Thursday, March 11, 2010

The oldest heliographic engraving in the world

Photo: The first known surviving heliographic engraving in the world, made by French inventor Joseph Nicephore Niepce in 1825 by contact under an engraving with the heliographic process.

Niepce’s seminal work was a step towards the first permanent photography taken with a camera obscura, an optical device that projects an image of its surroundings on a screen. It is a reproduction of a 17th century Flemish engraving, showing a man leading a horse. The Bibliothèque nationale de France bought it for euro 450,000 € in 2002, deeming it as a national treasure.
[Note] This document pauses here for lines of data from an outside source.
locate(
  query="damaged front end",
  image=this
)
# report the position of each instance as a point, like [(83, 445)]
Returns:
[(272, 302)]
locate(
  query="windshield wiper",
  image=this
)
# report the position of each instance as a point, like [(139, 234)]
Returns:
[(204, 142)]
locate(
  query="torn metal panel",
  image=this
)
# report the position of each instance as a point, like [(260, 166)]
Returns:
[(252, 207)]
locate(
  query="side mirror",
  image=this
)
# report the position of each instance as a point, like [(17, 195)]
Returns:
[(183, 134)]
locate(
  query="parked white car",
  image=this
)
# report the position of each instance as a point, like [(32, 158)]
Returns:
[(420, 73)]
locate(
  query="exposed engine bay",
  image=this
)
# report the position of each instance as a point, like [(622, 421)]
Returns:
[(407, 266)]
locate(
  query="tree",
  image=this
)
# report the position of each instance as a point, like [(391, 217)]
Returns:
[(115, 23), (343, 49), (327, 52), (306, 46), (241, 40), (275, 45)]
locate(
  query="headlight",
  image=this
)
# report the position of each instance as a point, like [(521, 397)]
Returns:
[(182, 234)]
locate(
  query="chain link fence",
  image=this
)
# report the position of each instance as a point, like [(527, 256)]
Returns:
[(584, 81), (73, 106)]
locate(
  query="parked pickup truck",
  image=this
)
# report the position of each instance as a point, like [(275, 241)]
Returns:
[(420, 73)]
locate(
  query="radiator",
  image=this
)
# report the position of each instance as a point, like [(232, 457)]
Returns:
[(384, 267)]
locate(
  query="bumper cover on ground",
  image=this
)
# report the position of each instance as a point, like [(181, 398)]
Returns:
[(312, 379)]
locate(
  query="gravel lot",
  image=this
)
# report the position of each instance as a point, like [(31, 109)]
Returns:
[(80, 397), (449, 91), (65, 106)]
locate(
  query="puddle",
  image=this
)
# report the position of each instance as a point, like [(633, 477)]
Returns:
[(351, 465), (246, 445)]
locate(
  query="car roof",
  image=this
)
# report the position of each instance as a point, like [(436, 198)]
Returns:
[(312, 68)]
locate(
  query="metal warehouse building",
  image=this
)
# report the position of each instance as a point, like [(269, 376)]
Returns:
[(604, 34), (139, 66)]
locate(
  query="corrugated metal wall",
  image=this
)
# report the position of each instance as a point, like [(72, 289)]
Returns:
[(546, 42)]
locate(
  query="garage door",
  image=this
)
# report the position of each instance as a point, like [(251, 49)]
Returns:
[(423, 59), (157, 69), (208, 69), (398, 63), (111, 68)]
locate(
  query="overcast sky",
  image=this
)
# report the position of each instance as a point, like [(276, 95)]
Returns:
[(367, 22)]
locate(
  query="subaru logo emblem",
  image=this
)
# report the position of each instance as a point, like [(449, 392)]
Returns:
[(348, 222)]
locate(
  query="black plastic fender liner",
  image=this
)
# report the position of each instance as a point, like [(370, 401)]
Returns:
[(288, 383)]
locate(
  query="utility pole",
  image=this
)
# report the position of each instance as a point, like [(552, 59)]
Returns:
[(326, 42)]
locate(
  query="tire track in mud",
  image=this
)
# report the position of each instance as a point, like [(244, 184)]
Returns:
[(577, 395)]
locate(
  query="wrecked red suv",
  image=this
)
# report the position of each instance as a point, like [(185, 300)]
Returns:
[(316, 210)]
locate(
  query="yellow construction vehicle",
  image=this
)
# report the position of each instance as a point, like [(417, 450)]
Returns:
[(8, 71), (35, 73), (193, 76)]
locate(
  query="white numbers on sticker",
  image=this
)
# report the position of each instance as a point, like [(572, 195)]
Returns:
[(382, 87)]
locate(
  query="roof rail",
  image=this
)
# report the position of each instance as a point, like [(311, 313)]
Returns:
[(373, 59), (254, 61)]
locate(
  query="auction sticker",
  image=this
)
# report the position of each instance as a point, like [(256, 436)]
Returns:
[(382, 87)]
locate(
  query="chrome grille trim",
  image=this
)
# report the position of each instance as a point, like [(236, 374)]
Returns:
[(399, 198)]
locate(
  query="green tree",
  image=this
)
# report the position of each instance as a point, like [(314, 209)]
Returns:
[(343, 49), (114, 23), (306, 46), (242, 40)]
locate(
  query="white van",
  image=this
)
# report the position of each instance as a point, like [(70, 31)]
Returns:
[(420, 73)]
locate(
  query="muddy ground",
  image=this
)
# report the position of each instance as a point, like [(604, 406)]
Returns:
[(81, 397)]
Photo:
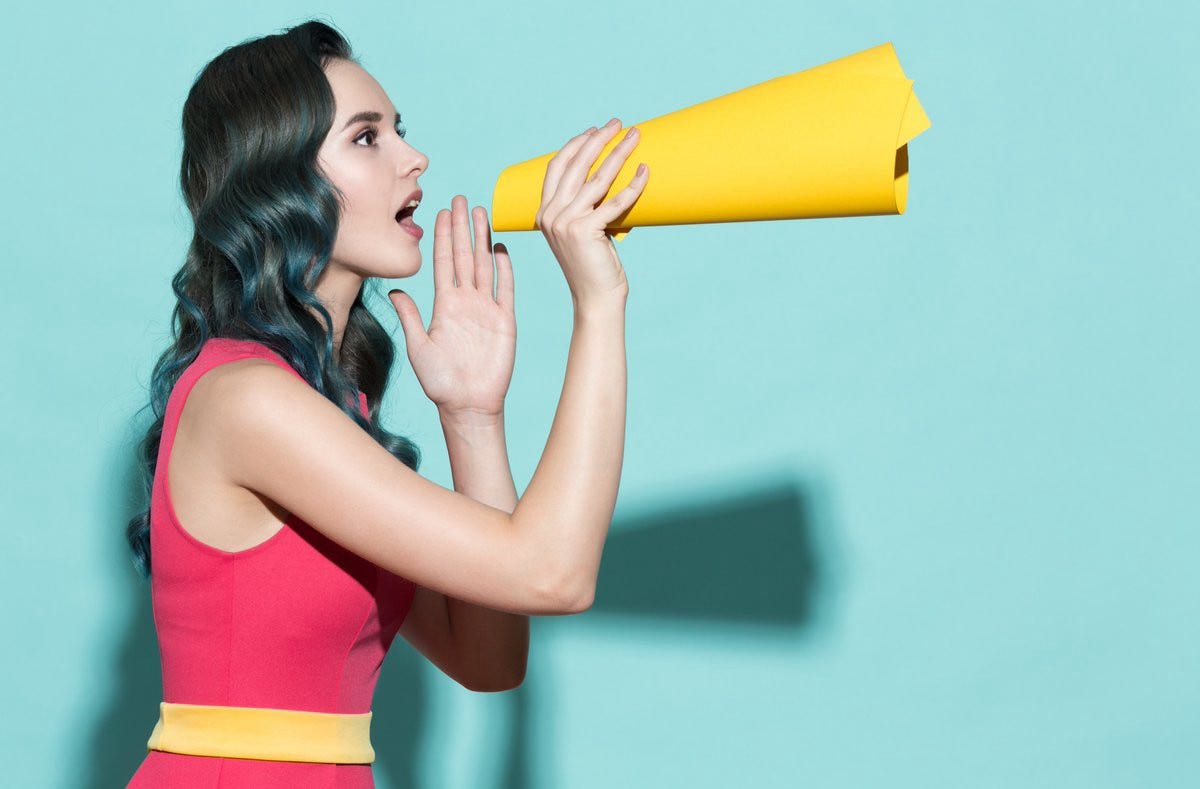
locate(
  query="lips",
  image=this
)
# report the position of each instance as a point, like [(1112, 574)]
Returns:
[(403, 211)]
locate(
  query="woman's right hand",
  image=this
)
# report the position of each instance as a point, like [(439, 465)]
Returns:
[(573, 223)]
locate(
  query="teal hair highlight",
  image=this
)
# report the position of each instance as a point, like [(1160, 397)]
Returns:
[(265, 220)]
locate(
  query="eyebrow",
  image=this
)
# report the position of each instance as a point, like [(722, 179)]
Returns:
[(366, 115)]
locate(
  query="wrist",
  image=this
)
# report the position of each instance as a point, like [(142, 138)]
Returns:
[(601, 307), (471, 420)]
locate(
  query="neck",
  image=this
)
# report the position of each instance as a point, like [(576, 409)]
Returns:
[(337, 289)]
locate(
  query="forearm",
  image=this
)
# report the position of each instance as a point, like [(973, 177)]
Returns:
[(493, 645), (573, 493)]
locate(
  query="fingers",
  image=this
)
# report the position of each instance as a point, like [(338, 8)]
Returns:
[(622, 200), (559, 162), (460, 233), (454, 257), (580, 164), (601, 180), (483, 250), (503, 278), (443, 252)]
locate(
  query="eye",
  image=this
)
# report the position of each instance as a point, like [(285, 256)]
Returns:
[(373, 133)]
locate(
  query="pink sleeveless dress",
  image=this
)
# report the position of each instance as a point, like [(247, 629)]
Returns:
[(294, 622)]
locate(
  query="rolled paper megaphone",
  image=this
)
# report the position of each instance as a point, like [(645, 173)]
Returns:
[(827, 142)]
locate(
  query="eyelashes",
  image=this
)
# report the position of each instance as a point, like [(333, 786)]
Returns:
[(373, 132)]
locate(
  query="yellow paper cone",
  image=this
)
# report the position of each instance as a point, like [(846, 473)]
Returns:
[(827, 142)]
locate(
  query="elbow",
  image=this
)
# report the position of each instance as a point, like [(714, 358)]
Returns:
[(564, 594), (577, 598)]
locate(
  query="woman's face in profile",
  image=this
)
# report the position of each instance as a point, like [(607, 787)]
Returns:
[(376, 170)]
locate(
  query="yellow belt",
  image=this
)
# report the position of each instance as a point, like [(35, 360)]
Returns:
[(263, 733)]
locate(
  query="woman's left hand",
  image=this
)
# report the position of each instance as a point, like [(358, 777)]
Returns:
[(465, 361)]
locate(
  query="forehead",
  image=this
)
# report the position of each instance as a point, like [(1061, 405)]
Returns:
[(354, 89)]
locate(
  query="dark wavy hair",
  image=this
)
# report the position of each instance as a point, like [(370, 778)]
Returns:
[(265, 218)]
Photography evolved as a result of studies and scientific inventions over many centuries. Long before the first photographs were shot, Chinese philosopher Mo Di described a pinhole camera in 5th century BCE. Ibn al-Haytham (965-1040) studied the camera obscura and pinhole camera, Albertus Magnus (1193-1280) invented silver nitrate, and Georges Fabricius (1516-1571) invented silver chloride. Daniel Barbaro described a diaphragm in 1568. Wilhelm Homberg explained photochemical effect, i.e., how light darkened some chemicals, in 1694. The fiction book Giphantie (1760) by French author Tiphaigne de la Roche described what can be interpreted as photography.

The first permanent photo-etching was an image produced in 1822 by Nicéphore Niépce, but it was destroyed by an attempt to duplicate it. However, Niépce was successful to produce another etching again in 1825 (see photo). He made the first permanent photograph with a camera obscura in 1826. His photographs took as long as 8 hours to expose. So, to find a new process, he worked with Louis Daguerre and they experimented with silver compounds, based on the discovery by Johann Heinrich Schultz in 1724 that a silver and chalk mixture darkens when exposed to light.

Though Niépce died in 1833, Daguerre continued the work and developed the daguerreotype in 1837, and took the first ever photo of a person in 1839 when, while taking a daguerreotype of a Paris street, a pedestrian stopped for a shoe shine, long enough to be captured by the long exposure of several minutes. Later, France agreed to pay Daguerre a pension for his formula in exchange for his promise to announce his discovery to the world as the gift of France which he did in 1839.